The left, it appears, has abandoned critical thought and civility in favor of pure, unadulterated revenge — which they then seek to justify by blurring the line between social disapproval and outright oppression. I have – no joke – seen leftists argue on Tumblr that if we “rightwing Teabaggers” approve of the Founding Fathers’ taking up arms to secure their liberty, we should also approve of gay radicals using aggressive means to achieve their goals. But, of course, the two situations aren’t even remotely comparable. There are elements of our legal code that probably should be altered to, as I counseled above, acknowledge the very real concerns of gay citizens, and homosexuals sometimes aren’t treated with the charity they deserve — but these are problems that, right now, can be solved through the democratic process, through conversation, and – for the worst cases – through existing criminal law. ‘Tis a situation very different from that which the Founding Fathers faced, in which their assertion of their rights brought an army of musket-armed Redcoats to their doors. ‘Tis also a situation very different from that which homosexuals currently face in countries governed by radical Sharia law, where the murder of gays for the sake of religious purity is officially sanctioned.

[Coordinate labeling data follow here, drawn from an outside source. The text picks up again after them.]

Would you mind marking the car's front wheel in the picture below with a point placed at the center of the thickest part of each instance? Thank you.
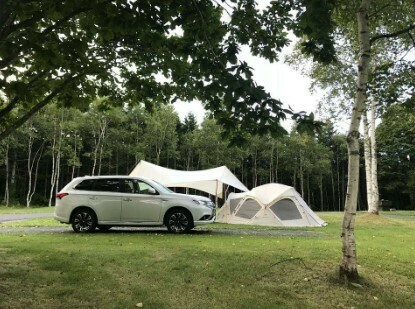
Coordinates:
(84, 221)
(179, 221)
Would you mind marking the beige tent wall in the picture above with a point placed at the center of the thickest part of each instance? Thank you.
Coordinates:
(289, 204)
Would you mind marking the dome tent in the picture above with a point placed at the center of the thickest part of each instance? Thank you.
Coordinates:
(271, 205)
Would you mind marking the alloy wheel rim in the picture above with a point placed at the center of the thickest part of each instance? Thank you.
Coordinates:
(83, 221)
(178, 222)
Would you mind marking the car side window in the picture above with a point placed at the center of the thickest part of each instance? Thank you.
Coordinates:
(138, 187)
(107, 185)
(86, 185)
(131, 186)
(145, 188)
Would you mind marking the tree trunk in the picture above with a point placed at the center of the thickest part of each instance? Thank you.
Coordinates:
(6, 189)
(368, 160)
(374, 206)
(348, 267)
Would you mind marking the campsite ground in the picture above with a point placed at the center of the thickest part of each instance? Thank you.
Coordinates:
(220, 266)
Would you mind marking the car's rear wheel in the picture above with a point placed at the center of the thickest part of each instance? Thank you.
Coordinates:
(104, 228)
(84, 221)
(179, 221)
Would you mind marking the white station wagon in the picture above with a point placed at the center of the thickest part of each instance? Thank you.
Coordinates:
(107, 201)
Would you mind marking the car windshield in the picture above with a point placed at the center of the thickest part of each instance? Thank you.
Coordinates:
(160, 187)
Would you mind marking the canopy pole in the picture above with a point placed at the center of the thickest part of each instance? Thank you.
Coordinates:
(216, 197)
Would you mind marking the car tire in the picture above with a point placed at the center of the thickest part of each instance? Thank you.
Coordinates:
(84, 221)
(104, 228)
(179, 221)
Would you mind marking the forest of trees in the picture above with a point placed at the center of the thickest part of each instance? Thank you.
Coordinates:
(61, 143)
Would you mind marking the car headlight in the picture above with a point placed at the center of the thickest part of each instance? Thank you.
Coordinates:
(205, 203)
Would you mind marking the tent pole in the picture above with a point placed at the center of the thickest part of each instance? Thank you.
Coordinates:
(216, 198)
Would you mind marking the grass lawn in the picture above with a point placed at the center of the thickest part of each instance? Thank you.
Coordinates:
(207, 269)
(25, 210)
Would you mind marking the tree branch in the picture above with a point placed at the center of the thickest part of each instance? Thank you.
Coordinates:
(20, 121)
(391, 35)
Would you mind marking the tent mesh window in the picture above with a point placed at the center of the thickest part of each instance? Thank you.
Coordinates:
(248, 209)
(234, 203)
(286, 209)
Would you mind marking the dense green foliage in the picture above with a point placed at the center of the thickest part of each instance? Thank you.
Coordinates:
(68, 143)
(150, 52)
(396, 141)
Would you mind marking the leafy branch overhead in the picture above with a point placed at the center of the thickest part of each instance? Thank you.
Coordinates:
(149, 52)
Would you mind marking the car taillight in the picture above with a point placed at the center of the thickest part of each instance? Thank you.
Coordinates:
(61, 195)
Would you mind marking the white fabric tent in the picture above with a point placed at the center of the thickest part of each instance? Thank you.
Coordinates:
(271, 205)
(209, 181)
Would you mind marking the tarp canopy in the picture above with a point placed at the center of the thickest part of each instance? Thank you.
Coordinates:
(271, 205)
(210, 180)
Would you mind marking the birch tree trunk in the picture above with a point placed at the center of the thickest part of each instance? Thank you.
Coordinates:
(6, 189)
(374, 206)
(368, 160)
(348, 267)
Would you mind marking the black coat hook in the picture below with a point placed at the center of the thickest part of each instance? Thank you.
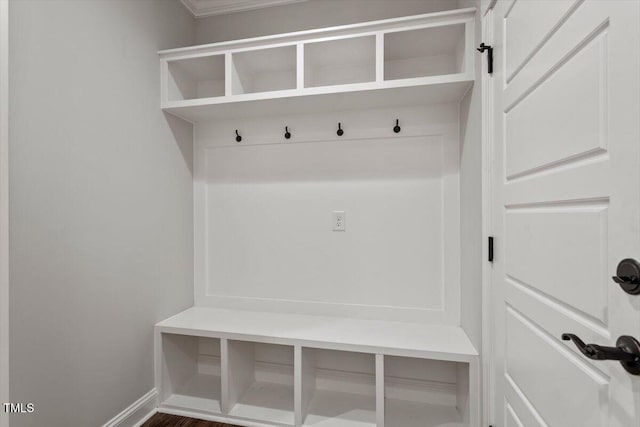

And it’s a situation very different from that faced by civil rights activists after World War II, whose attempts to challenge a comprehensive, organized legal structure that imposed second-class status on blacks in every particular were met with government-perpetrated violence.
These leftists also refuse to distinguish between honest, well-meaning opposition and actual hate. If you express any doubts about the crusade to redefine marriage, you are, as far as the left is concerned, on par with the Westboro Baptist Church. But that is not how it works in reality. The Catholic Church is the largest and most prominent institution that opposes gay marriage — but the Church also offers relief to AIDS patients regardless of their sexual orientation. How does that square with the whole idea that people who promote traditional, biblical marriage can only have malign motives? Yes — some gays have been hurt by family members, neighbors, and schoolmates just because they’re gay. I definitely don’t want to minimize that — and as I suggested above, I think we as Christians have a special obligation to reach out to the walking wounded in the gay community and work to rebuild trust. But — projecting the image of the father who disowned you onto everyone who does not approve of your lifestyle is no more valid an approach to life than assuming all homosexual men are pederasts.
And by the way, gay activists: You haven’t actually helped your own cause. Once again, there is absolutely no evidence that Eich’s personal views on the subject of marriage would’ve impacted how he ran Mozilla in any way; in fact, Eich publicly indicated that the contrary was the case. Thus, in scalping the now-former CEO, you’ve essentially confirmed the Christian Right’s worst fears about your true motives: that you’re interested not in “equal rights” but in compelling societal approval by force. Continue on that path, and the tide may turn against you; such is the consequence of vengeance.